Editor’s Note: Hey, Direct Marketers…Listen to Your Customers!

Posted on by Chief Marketer Staff

DIRECT MARKETING STOLE MY DINING ROOM TABLE. Or about half of it. For the past few months — since May — I’ve had the lazy habit of sorting my mail into magazines, bills to be paid right away … and the rest. And that rest I’ve dumped on the table, intending to sort through it later for anything of interest.

Well, later came this week. And it made me realize that I’m sick and tired of hearing how much more measurable and accountable direct marketing is than “soft” branding campaigns, especially those in the new media channels. DMers often dismiss the relationships that are set up between brands and customers in Twitter or on Facebook and ask knowingly what the ROI value of a follower is.

What’s the value to marketers of these communications, culled from the slag heap of paper unloaded onto my dining table in the last three months?

  • Fourteen catalogs from 12 online home décor merchants, mailed to me after I bought one item a year ago and obviously neglected to uncheck a box that signed me up for other messages. I’ll never buy from these merchants and, frankly, I know who that first seller is and will never buy from them again either.
  • Thirty-six notices of various types and sizes from my bank, advising me of the coming change in debit card rules. I’m supposed to go sign up for their overdraft protection. I don’t want it, and I could have told them that 35 messages ago.
  • Fifty-five offers for new credit cards. Guys, it’s the new frugality. Get real.
  • A pile too numerous to count of magazine subscription reactivations.
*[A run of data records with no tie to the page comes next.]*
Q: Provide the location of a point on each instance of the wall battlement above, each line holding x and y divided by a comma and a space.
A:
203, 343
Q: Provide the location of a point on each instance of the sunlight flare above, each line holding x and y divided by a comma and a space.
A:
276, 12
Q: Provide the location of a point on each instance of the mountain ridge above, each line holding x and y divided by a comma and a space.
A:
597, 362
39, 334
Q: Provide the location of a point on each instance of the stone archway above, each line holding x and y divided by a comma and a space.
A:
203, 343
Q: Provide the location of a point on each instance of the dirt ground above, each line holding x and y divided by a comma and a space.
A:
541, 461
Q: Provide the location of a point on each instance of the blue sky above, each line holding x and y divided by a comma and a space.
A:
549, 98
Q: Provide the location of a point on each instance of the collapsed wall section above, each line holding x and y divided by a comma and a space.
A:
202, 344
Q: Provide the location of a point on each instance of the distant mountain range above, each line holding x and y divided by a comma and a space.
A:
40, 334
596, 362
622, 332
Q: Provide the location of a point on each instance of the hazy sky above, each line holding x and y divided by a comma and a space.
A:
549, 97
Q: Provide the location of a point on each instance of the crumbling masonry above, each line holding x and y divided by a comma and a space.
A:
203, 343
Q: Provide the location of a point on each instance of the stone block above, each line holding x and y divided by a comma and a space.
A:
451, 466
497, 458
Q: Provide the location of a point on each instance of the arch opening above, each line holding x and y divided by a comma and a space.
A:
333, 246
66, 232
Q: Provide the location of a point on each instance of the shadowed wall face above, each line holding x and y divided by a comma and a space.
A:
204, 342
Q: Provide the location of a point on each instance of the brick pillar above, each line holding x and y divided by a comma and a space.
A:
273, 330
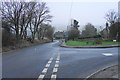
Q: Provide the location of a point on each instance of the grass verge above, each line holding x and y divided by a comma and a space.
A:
84, 43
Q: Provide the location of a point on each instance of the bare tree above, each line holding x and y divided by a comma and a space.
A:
73, 33
89, 31
111, 17
41, 15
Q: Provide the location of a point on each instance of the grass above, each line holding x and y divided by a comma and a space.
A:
83, 43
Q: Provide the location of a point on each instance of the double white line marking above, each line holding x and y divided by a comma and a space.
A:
55, 69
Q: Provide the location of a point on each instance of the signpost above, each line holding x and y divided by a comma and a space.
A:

I’m inclined to give these a collegial pass, except that in almost all cases, I merely switched to subscribe to their digital editions. Don’t the online and print lists ever talk?

I’m sure all these marketers measure response to their mailings and can tell you how much they spend to acquire a customer. But that slides over the calculation that it’s cheaper, and in list terms, more lucrative to keep me, a non-respondent, on their lists rather than strike me off. They can track and find out that I’ve not responded to one of these solicitations. But the economics of push messaging work for marketers because blasting out mailings, paper or digital, is relatively cheap, so misfires don’t hurt.

The measurement is all centered on benefits to the marketer. The customer doesn’t figure into it at all.

So I’ve had enough talk about the accountability that direct marketing brings to the table. On my table, it’s apparently whatever they can cram into the channel without too much cost.